Addie no lo dudó. Ni se paró a pensarlo. Levantó la pequeña mesilla de madera que había junto a la cama y la estrelló contra la ventana. El cristal se hizo añicos, que cayeron al patio con estrépito. Nos asomamos y alcanzamos la ventana de Lissa, así que también la rompimos, con un movimiento en vaivén desesperado que a punto estuvo de provocar que la mesilla se nos escapara de la mano. No había mosquitera; aquellas ventanas eran fijas.

Tampoco había alarmas, aunque solo lo pensé cuando ya estábamos saliendo por la ventana. El viento nos alborotó el pelo. Habíamos quitado casi todas las esquirlas de cristal del marco, pero cuando encontramos un sitio donde apoyar el pie en el alféizar teníamos las piernas y los brazos ensangrentados.

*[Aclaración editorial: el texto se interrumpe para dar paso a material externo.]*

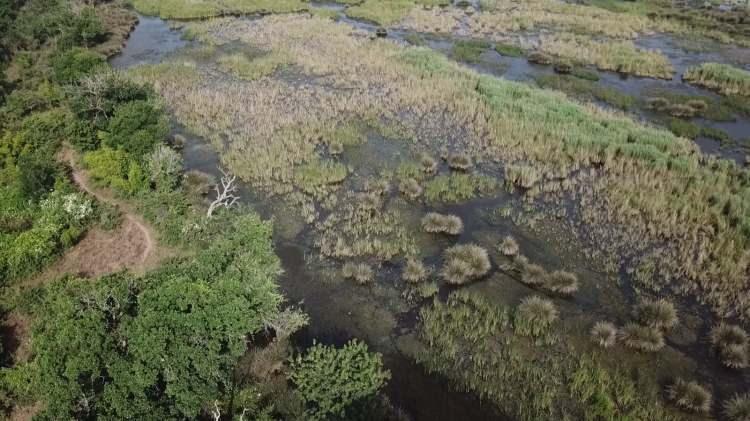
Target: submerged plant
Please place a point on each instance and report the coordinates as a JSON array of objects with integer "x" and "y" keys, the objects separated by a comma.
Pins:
[
  {"x": 509, "y": 246},
  {"x": 737, "y": 408},
  {"x": 690, "y": 396},
  {"x": 604, "y": 334},
  {"x": 438, "y": 223},
  {"x": 659, "y": 314},
  {"x": 414, "y": 271},
  {"x": 411, "y": 188},
  {"x": 459, "y": 161},
  {"x": 642, "y": 338},
  {"x": 360, "y": 272},
  {"x": 724, "y": 335},
  {"x": 533, "y": 274},
  {"x": 562, "y": 282},
  {"x": 464, "y": 263},
  {"x": 534, "y": 316},
  {"x": 734, "y": 356},
  {"x": 428, "y": 163}
]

El cielo era un mar de crema y melocotón, solo enturbiado en el centro por una vaporosa espiral de color frambuesa.

No miramos hacia abajo. Estábamos en el tercer piso y una parte de mí reía histérica. La situación parecía sacada de uno de los libros de aventuras de Lyle. Pero en esos libros nadie muere por caerse de un alféizar al intentar alcanzar temerariamente la ventana de otra habitación a un metro de distancia. Nosotras no teníamos esa seguridad.

Contuvimos la respiración y soltamos una mano del borde de la ventana para agarrarnos a la de Lissa. No habíamos despejado bien los cristales de aquella parte y se nos clavó una esquirla, pero no nos soltamos. Pusimos un pie en el alféizar de la ventana, nos impulsamos con el otro y aterrizamos en el interior de la habitación de Lissa, con algún corte y manchadas de sangre, pero más o menos ilesas.

Lisa estaba boquiabierta. Tenía lágrimas en las mejillas y las gafas torcidas. Nos miró fijamente y preguntó con voz ronca:

—¿Estás bien? ¿Estás bien? ¿Ese hombre te ha hecho daño?